Мне нравилось их писать. И если бы мне пришлось выбирать, какие из них переживут третью мировую войну, я бы выбрал, я думаю, сначала, «Глаз в небе». Потом, «Человек в высоком замке». «Сдвиг во времени по-марсиански». «Со смертью в кармане». Потом «Духовное ружье» и «Предпоследнюю истину», которые я написал в одно и тоже время. И потом «Подобие».

Это оставляет за кадром самую важную из них: «Три стигмата Палмера Элдрича». Я боюсь этой книги; там говорится об абсолютном зле, я написал ее во время кризиса своих религиозных верований. Я решил написать роман, в котором говорилось бы об абсолютном зле, персонализированном в форме «человека». Когда пришли гранки Я не смог даже править, потому что я не мог заставить себя прочитать текст, и это правда.

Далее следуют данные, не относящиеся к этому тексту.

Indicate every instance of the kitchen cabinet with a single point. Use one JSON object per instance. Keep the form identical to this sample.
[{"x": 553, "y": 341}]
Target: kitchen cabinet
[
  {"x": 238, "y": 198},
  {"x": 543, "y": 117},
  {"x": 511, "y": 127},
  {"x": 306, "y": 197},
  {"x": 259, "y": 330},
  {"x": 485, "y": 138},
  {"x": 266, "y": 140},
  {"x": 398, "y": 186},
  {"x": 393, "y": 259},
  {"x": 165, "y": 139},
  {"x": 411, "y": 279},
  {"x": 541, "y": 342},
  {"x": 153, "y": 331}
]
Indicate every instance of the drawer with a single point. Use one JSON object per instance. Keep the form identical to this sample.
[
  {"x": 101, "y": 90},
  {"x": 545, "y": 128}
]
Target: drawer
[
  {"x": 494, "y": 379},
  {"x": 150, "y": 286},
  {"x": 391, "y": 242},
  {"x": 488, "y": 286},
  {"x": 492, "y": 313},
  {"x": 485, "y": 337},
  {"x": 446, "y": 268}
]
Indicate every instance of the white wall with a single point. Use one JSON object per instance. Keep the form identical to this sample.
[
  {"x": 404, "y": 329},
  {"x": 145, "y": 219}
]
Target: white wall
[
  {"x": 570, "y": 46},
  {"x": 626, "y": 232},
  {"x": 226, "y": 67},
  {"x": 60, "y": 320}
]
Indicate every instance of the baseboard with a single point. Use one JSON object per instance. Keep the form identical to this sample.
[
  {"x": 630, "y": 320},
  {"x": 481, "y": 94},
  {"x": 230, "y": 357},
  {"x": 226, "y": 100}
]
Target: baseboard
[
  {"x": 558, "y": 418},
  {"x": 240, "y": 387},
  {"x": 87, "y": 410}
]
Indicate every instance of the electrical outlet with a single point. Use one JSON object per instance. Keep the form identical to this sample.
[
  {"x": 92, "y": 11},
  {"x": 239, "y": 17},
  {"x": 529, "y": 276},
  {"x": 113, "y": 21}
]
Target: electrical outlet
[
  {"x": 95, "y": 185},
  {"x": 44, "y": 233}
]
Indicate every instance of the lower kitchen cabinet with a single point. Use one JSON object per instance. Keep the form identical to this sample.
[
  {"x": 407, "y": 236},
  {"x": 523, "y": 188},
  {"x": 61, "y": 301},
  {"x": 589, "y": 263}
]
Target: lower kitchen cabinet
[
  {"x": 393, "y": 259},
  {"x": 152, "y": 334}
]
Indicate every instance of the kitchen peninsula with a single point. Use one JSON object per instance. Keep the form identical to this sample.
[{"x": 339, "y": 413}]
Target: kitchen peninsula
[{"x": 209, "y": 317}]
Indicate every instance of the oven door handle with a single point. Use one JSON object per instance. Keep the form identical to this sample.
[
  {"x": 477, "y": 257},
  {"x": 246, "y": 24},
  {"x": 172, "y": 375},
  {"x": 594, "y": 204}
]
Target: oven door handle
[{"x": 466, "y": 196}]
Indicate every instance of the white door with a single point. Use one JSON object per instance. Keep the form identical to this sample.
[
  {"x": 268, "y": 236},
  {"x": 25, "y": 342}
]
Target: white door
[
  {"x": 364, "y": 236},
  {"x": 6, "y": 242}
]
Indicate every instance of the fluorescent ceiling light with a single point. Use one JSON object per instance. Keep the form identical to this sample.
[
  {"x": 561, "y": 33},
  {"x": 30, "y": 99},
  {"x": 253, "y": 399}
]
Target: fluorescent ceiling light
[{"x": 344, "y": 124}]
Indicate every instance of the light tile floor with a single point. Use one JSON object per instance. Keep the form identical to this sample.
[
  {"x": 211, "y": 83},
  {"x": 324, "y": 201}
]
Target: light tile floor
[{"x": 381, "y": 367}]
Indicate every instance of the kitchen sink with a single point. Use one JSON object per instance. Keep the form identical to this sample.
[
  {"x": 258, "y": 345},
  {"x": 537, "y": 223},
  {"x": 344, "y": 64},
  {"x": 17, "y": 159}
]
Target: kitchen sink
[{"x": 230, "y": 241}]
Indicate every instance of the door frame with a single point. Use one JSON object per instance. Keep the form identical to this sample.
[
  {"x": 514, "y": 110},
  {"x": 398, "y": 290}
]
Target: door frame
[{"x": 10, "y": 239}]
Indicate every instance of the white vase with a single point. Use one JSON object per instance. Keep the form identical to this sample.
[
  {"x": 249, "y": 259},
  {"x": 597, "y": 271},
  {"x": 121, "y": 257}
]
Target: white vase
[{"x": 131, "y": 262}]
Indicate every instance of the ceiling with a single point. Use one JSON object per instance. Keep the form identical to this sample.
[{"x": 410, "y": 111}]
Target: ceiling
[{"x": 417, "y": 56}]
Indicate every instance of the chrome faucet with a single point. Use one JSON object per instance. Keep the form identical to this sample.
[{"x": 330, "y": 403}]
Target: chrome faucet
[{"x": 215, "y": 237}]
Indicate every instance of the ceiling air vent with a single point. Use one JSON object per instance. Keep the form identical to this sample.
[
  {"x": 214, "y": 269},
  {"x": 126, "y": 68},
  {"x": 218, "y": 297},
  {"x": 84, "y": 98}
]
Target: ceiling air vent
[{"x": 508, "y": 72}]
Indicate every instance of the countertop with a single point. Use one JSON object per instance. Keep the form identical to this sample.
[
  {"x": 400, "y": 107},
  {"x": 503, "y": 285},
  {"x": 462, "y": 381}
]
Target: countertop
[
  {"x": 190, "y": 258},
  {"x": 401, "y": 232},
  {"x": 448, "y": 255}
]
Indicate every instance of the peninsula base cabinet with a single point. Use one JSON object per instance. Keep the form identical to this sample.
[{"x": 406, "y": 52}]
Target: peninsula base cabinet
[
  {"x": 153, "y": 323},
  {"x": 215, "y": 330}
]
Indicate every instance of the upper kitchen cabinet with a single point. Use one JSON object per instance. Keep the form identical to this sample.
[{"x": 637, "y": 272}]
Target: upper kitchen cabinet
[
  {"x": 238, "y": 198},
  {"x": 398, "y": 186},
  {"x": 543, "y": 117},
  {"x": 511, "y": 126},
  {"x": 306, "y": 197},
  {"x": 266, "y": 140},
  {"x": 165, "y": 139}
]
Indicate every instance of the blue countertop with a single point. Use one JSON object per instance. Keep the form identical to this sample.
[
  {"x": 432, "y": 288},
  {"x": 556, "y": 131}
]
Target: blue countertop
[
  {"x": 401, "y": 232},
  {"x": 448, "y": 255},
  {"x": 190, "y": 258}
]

Пожалуй, еще две книги должны быть в этом списке, обе новые: «Снятся ли андроидам электроовцы?» и еще одна, пока без названия. «Андроиды» хорошо продались и из них хотят сделать фильм. Одна кинокомпания даже приобрела права на экранизацию. Моей жене книга нравится. Мне она нравится по одной причине: в ней описывается общество, в котором настоящие животные редки и дороги, и человек, у которого есть настоящая овца, считается Кем-то... и чувствует к этой овце огромную любовь и сострадание. Уиллис, мой кот с длинным золотым хвостом, тихо ходит по страницам книги, он для меня также важен, как и она. Заставь их понять, говорит он мне, что животные сейчас на самом деле важны. Он говорит это, съев все молоко, что мы грели для ребенка. Некоторые коты слишком нахальны. В следующий раз он захочет написать фантастические романы. Надеюсь, он напишет. И ни один не продаст.